O kadar “dost görünüyorlardı” ki;
Sırtımıza “hançer” saplayacaklarını, boğazımıza sarılacaklarını ve bir “virüs” gibi bünyemize girip, vücudumuzu ele geçireceklerini hiç düşünmedik...
İster “saflık” deyin,
İster “gaflet!”
Neticede;
“Dost” bildiğimiz insanların “darbe girişimi”ne maruz kaldık...
“Darbe”nin adı belliydi:
“Dost Modern Darbe!”
28 Şubat’ta,
“Post Modern Darbe!”
17 Aralık’ta,
“Dost Modern Darbe!”
28 ŞUBAT’TA NELER YAŞADIK?
Gelelim, bu darbenin “28 Şubat’tan daha beter” olup olmadığı meselesine...

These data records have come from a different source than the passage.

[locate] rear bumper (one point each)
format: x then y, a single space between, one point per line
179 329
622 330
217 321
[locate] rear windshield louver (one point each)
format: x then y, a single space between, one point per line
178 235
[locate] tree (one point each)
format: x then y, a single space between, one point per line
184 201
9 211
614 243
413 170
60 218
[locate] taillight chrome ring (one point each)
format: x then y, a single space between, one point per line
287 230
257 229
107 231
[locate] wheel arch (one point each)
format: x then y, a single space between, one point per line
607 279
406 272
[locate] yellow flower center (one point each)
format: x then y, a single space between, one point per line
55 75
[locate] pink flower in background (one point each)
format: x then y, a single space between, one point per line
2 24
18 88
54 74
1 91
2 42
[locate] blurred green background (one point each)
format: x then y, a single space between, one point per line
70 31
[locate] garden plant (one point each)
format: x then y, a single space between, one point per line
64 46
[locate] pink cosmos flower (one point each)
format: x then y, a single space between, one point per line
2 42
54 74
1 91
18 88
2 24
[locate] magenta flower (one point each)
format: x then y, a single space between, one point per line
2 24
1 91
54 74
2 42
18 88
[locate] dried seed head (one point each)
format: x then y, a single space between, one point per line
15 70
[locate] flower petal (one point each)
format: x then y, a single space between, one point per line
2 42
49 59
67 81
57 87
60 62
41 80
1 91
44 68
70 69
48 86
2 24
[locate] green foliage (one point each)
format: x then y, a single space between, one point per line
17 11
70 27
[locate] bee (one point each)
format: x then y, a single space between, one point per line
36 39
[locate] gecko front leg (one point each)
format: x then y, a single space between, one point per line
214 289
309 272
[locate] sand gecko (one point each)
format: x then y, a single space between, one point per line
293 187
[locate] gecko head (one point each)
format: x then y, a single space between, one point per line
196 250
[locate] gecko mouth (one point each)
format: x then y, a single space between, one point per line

Zaman, yaşanan bu sürece “28 Şubat’tan beter” demekte haklıdır...
Çünkü 28 Şubat’ta;
Bütün “İslâmî kesim”in üzerinden bir “buldozer” gibi geçen; “öğretmen”inden “öğrenci”sine, “STK”sından “iş adamı”na, “kebapçı”sından “market”ine, “asker”inden “gazeteci”sine kadar, bütün “dindar” insanlara kan kusturan “cuntacı”lar, her ne hikmetse “Zaman camiası”nın kılına bile dokunmadılar!..
Hele hatırlayın o günleri...
l Gazetemiz Akit’e karşı “tam bir linç” uygulandı... Gazete merkezine, neredeyse “otağ” kuran “SSK ve Maliye müfettişleri” aylarca “defter”lerimizi incelediler.
l “Keskin nişancılar ve 2 panzer” eşliğinde Akit’e gelen 400 polis, binamızda saatlerce arama yaptı... Gazetemizin İcra Kurulu Başkanı Mustafa Karahasanoğlu’nu “dandik bir sebep”le, 1 gece gözaltında tuttular...
l Bir gece yarısı, “kaleşnikof”la tarandık... Binamızı kurşunlayan kimdi, hâlâ bulunamadı...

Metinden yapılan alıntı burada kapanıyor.